I lavoratori dello stabilimento Sangemini hanno approvato – a larga maggioranza – l’ipotesi di accordo sottoscritta nei giorni scorsi, in Regione, tra le organizzazioni sindacali e l’azienda. Il via libera è avvenuto durante l’assemblea delle maestranze. L’atto – spiegano i sindacati Fai Cisl, Flai Cgil, Uila Uil e le rsu di fabbrica, può quindi essere ratificato.

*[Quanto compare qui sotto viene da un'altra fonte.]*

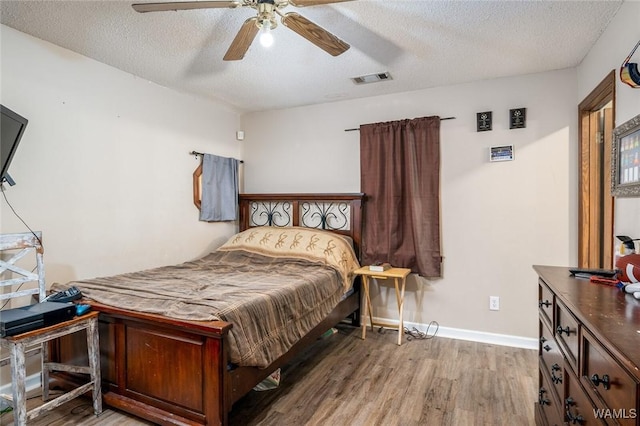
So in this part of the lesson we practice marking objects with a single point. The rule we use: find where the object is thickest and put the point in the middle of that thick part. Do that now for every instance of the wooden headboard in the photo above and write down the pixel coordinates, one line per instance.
(340, 213)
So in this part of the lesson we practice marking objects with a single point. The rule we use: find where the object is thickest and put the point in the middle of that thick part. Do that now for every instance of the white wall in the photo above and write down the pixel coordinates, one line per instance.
(609, 52)
(103, 169)
(498, 219)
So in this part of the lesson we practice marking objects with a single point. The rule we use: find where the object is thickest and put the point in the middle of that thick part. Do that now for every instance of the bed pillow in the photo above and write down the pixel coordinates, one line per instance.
(311, 244)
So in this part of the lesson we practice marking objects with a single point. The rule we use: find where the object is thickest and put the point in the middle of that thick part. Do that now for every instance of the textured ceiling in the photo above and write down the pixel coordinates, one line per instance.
(421, 43)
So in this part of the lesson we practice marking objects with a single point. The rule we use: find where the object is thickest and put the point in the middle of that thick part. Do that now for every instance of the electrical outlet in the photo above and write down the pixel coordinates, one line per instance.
(494, 303)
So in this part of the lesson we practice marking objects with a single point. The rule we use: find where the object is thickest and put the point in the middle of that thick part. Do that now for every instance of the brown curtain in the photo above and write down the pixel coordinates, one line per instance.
(400, 175)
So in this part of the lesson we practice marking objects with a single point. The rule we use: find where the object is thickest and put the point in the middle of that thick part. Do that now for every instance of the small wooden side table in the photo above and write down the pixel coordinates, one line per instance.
(399, 276)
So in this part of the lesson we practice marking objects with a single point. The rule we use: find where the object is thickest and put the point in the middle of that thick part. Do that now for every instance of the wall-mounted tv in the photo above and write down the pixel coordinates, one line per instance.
(11, 129)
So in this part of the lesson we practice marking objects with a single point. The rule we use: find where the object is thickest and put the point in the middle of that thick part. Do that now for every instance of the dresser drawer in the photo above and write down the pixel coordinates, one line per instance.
(552, 361)
(549, 405)
(566, 332)
(616, 388)
(578, 408)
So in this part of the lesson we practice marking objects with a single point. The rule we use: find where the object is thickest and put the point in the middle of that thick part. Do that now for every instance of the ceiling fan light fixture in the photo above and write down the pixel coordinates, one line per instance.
(266, 37)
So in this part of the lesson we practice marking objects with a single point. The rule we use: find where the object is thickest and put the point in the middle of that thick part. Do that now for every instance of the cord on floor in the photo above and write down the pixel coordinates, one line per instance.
(414, 333)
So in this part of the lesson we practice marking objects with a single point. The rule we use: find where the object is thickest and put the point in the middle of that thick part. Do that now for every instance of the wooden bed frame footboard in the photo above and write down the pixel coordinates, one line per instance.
(176, 372)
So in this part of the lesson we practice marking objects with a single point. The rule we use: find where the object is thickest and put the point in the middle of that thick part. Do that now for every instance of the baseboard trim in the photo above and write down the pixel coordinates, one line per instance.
(470, 335)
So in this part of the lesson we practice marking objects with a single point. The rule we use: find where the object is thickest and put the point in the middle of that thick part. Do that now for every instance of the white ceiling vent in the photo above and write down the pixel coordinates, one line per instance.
(372, 78)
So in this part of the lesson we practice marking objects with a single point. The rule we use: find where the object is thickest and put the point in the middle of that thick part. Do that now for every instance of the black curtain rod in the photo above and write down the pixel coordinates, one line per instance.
(444, 118)
(202, 155)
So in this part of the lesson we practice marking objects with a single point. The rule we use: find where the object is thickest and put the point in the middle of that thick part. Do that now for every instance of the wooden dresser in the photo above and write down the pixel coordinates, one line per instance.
(589, 353)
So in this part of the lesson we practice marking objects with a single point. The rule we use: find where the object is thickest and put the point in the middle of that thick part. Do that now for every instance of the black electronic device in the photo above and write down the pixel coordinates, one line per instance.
(12, 127)
(27, 318)
(589, 272)
(68, 295)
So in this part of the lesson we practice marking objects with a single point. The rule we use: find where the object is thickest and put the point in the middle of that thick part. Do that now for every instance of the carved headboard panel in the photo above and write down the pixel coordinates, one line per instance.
(340, 213)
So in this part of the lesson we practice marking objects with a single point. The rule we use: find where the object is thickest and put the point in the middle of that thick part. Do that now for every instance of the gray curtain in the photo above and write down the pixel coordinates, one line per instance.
(219, 189)
(400, 175)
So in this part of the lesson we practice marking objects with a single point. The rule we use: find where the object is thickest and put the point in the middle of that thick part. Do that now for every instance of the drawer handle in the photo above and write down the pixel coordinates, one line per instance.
(577, 419)
(596, 380)
(561, 330)
(541, 399)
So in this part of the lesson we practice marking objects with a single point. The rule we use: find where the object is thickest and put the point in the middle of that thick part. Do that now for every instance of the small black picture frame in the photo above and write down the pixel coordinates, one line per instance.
(484, 121)
(517, 118)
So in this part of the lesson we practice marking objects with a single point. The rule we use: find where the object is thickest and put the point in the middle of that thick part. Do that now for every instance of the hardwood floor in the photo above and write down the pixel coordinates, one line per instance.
(343, 380)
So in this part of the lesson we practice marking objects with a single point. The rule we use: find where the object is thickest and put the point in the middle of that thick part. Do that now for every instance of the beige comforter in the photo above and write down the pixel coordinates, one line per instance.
(272, 301)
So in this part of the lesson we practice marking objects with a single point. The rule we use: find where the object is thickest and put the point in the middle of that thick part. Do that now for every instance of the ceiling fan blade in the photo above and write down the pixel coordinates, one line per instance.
(187, 5)
(302, 3)
(315, 34)
(243, 40)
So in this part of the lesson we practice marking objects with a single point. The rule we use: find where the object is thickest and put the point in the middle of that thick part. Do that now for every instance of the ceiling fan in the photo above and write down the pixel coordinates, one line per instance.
(264, 21)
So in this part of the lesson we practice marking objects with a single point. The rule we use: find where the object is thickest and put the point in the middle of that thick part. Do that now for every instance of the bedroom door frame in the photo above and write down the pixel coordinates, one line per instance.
(596, 205)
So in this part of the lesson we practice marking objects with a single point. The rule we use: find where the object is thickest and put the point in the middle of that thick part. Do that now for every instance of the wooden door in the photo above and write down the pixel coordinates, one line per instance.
(595, 221)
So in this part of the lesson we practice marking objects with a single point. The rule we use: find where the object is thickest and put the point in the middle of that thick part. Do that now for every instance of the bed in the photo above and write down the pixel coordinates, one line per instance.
(190, 369)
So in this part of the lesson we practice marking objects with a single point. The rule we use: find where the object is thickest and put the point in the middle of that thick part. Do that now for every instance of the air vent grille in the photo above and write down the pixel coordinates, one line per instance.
(372, 78)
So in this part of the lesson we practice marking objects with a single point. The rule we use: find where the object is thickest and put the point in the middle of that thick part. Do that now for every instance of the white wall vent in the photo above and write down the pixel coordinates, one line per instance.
(372, 78)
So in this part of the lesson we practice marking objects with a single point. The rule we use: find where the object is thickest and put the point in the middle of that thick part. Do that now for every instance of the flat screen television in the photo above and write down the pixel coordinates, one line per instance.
(11, 129)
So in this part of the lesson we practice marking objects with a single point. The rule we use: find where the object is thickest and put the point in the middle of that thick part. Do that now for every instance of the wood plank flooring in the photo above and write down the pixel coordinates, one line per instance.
(343, 380)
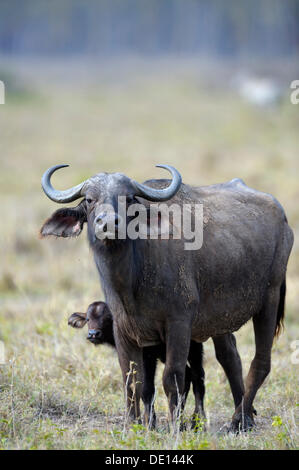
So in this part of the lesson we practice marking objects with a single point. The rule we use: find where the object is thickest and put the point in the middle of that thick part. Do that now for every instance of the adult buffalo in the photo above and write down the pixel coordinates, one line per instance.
(160, 292)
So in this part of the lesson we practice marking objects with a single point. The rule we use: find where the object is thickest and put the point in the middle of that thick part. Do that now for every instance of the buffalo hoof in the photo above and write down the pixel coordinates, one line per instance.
(198, 423)
(150, 422)
(241, 423)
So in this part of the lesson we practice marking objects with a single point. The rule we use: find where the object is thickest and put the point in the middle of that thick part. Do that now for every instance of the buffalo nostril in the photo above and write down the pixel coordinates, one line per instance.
(93, 334)
(99, 218)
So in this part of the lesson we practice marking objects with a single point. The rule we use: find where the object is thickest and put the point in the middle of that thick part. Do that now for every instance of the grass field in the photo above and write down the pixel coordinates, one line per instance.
(56, 390)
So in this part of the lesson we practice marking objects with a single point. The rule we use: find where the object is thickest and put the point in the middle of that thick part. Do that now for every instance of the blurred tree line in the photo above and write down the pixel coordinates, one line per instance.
(111, 27)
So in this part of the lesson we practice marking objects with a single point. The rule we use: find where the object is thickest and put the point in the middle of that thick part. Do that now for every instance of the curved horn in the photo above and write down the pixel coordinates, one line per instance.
(68, 195)
(153, 194)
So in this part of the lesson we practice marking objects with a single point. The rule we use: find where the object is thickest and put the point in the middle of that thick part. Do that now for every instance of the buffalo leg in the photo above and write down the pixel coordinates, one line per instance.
(227, 355)
(198, 381)
(264, 329)
(148, 388)
(131, 364)
(177, 350)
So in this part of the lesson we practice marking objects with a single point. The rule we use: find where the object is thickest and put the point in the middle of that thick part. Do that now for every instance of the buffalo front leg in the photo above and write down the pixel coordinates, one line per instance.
(131, 364)
(264, 329)
(177, 349)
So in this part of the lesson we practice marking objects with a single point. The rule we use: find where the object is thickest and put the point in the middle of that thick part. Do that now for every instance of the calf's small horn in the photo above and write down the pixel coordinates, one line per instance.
(67, 195)
(164, 194)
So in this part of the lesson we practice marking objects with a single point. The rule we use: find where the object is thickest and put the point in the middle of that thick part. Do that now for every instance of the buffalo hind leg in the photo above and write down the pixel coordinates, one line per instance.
(148, 388)
(198, 381)
(227, 355)
(264, 329)
(177, 350)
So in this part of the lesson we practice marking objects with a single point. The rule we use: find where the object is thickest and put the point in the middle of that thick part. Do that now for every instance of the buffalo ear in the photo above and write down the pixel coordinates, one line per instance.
(77, 320)
(66, 222)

In una propria nota unitaria, le organizzazioni sindacali sottolineano come i preoccupati lavoratori della Sangemini “chiedano e ribadiscano, però, la necessità, vista l’importanza dell’intesa raggiunta, che le parti firmatarie, sindacati, Rsu e Regione, vigilino sull’intero percorso, intervenendo qualora le condizioni dell’accordo non siano rispettate anche solo in parte, al fine della salvaguardia occupazionale, degli investimenti futuri e del rilancio dei marchi.

Nell’ambito dell’accordo l’azienda ha predisposto un piano di sviluppo industriale fino al 2021, impegnandosi a salvaguardare i posti di lavoro fino al 2024. Chiesta l’apertura della cassa integrazione straordinaria, a decorrere dal primo gennaio prossimo. L’utilizzo massimo previsto nel biennio 2019/2020 è di 16 mesi per 5 giorni massimi ad personam mensili. Predisposto anche un piano sociale per fuoriuscite volontarie incentivate, per un massimo di 65 mila euro.